A inscrição religiosa em diversas áreas do conhecimento é incontestável. Na história da medicina o científico e o espiritual se misturam - a origem da doença, a explicação de sintomas e a prática médica fundavam-se tanto na tradição empírica, como em crenças espirituais; no direito, a religião influenciou o modelo atual de leis e sentenças e em alguns países os escritos religiosos ainda são uma ferramenta para organização social. Como tal, as religiões participam do desenvolvimento científico, político e cultural.

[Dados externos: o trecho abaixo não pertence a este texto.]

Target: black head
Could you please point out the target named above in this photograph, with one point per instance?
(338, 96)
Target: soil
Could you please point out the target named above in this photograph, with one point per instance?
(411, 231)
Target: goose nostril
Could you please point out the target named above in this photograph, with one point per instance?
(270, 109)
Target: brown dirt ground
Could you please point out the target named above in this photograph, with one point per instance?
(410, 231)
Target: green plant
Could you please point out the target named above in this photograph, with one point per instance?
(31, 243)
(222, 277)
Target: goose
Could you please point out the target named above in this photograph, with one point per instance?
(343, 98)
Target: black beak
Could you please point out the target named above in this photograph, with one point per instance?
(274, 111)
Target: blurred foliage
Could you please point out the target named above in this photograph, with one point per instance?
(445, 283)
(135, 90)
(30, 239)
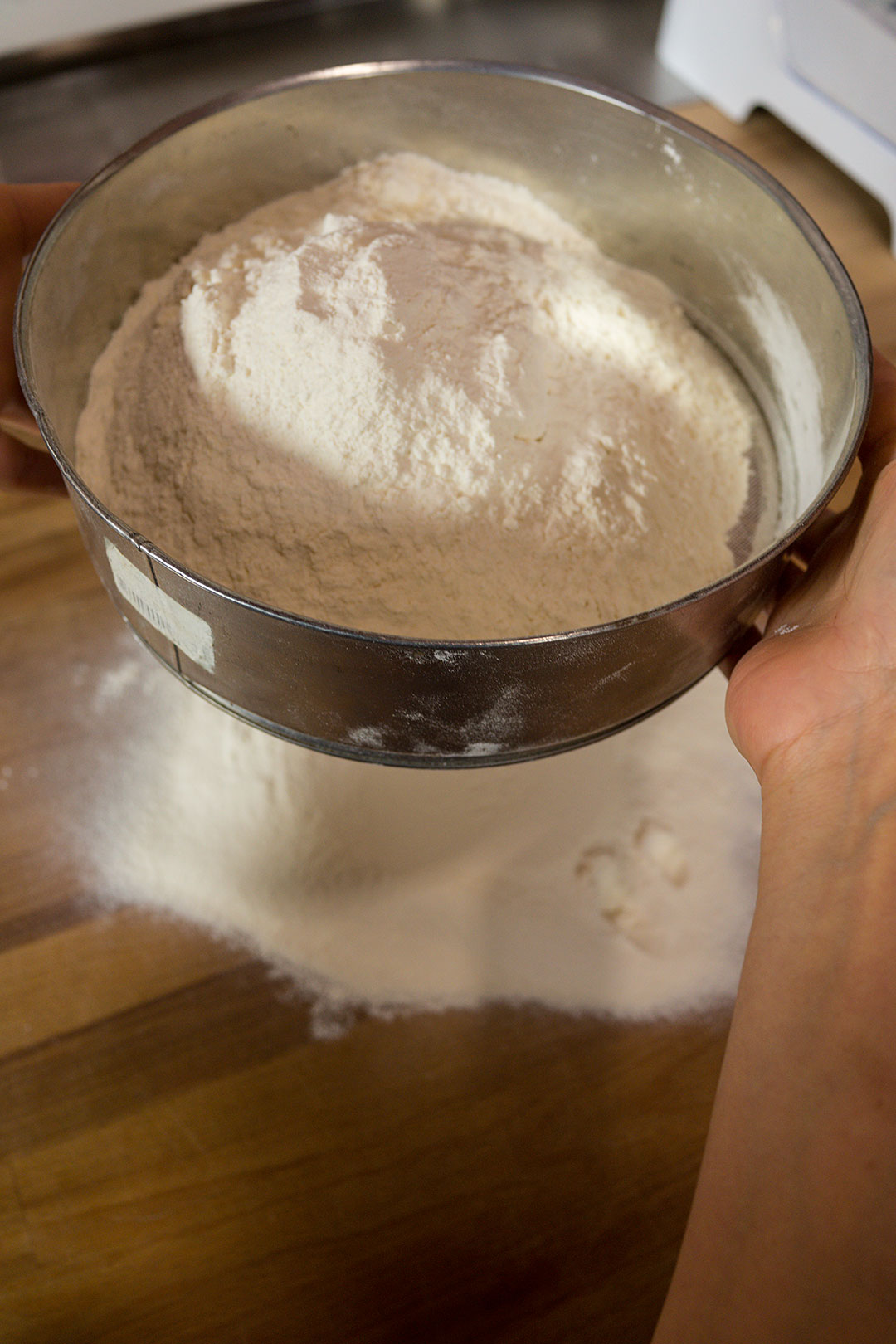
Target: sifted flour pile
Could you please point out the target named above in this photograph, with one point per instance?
(617, 879)
(418, 401)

Conhecidos nomes da filosofia e psicologia, como Thomas Hobbes, Michael Foucault e Sigmund Freud dedicaram uma parte de suas carreiras para a compreensão da crença religiosa e suas repercussões no comportamento e sofrimento humano. O conceito de pecado e o medo da punição eram vistos como necessários para manter a ordem social. Entretanto, sabemos que tais conceitos provocam "sofrimento moral" e podem levar ao sentimento de culpa. Considerando o papel das religiões nas representações que o indivíduo faz sobre seus desejos, pensamentos, e também de suas reações diante de adversidades, questionamos a influência da cultura religiosa no estabelecimento do trauma psicológico. Após uma experiência traumática, se sua história é marcada pela presença da religião, ou sua família e comunidade são organizadas através do ensino religioso, as representações que fará do acontecimento traumático poderão ser afetadas por discursos que intensificam os efeitos emocionais e sintomáticos. Ou, por outro lado, a religião pode ser o meio de lidar com o trauma sendo, muitas vezes, uma estratégia de coping muito eficaz.

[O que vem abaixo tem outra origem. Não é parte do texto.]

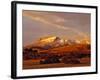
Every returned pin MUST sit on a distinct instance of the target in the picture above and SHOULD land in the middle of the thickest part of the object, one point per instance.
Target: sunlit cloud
(51, 20)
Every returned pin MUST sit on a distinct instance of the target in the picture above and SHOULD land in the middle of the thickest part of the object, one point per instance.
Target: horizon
(39, 24)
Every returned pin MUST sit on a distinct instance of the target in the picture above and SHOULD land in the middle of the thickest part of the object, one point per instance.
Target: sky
(37, 24)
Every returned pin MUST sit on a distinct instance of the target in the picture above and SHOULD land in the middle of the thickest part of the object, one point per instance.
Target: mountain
(54, 41)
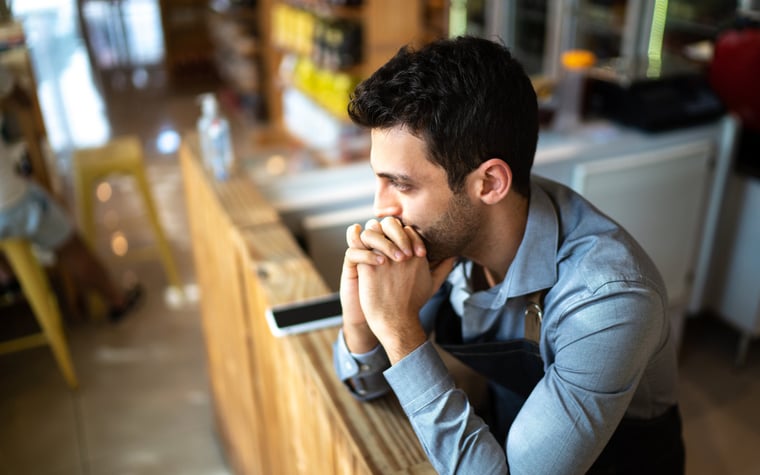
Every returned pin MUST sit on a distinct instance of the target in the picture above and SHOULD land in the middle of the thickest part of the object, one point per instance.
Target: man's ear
(494, 180)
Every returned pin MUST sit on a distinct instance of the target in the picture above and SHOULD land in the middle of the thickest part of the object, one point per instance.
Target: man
(518, 277)
(27, 211)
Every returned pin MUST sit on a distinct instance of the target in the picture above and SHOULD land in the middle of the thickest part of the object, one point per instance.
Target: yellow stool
(35, 285)
(122, 155)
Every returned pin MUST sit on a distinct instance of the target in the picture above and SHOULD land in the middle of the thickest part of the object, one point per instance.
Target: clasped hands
(386, 280)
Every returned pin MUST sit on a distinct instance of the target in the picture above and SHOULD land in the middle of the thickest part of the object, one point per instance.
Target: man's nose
(385, 203)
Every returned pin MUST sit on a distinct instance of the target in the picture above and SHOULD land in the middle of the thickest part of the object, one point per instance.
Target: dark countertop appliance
(652, 97)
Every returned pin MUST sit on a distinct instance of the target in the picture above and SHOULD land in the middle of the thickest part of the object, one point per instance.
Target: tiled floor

São mais dúvidas do que certezas que discussões sobre as religiões nos colocam e, talvez, por isso nos lançamos mais uma vez no desafio de abordar um assunto tão controverso, mas tão interessante. O presente colóquio quer trazer para discussão diferentes olhares para a forma que as religiões elaboram o sofrimento após um evento traumático, seria um stressor secundário ou uma positiva estratégia de coping? E que implicações poderemos elaborar para a prevenção do trauma psicológico e para a sua mitigação em contexto clínico?

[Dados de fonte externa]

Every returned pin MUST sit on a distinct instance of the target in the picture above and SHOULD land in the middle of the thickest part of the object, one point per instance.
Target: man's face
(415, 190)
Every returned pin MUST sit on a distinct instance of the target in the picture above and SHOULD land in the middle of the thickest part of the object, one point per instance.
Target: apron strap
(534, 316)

Inscrição gratuita, mas obrigatória.

Organização: Centro de Trauma do Centro de Estudos Sociais (CES) da Universidade de Coimbra
 

Apoio

 
 

 

Oradores

Anselmo Borges - Padre da Sociedade Missionária Portuguesa. Doutorado em Filosofia pela Universidade de Coimbra de cuja Faculdade de Letras é Professor. Licenciado em Teologia pela Universidade Gregoriana de Roma. Tem o D. E. A. (Diplôme d’études approfondies) em Ciências Sociais pela École des Hautes Études en Sciences Sociales, Paris. É também Professor na Faculdade de Medicina da Universidade do Porto e na da Universidade de Coimbra. Tem várias obras publicadas, todas com várias edições. É colunista do “Diário de Notícias”.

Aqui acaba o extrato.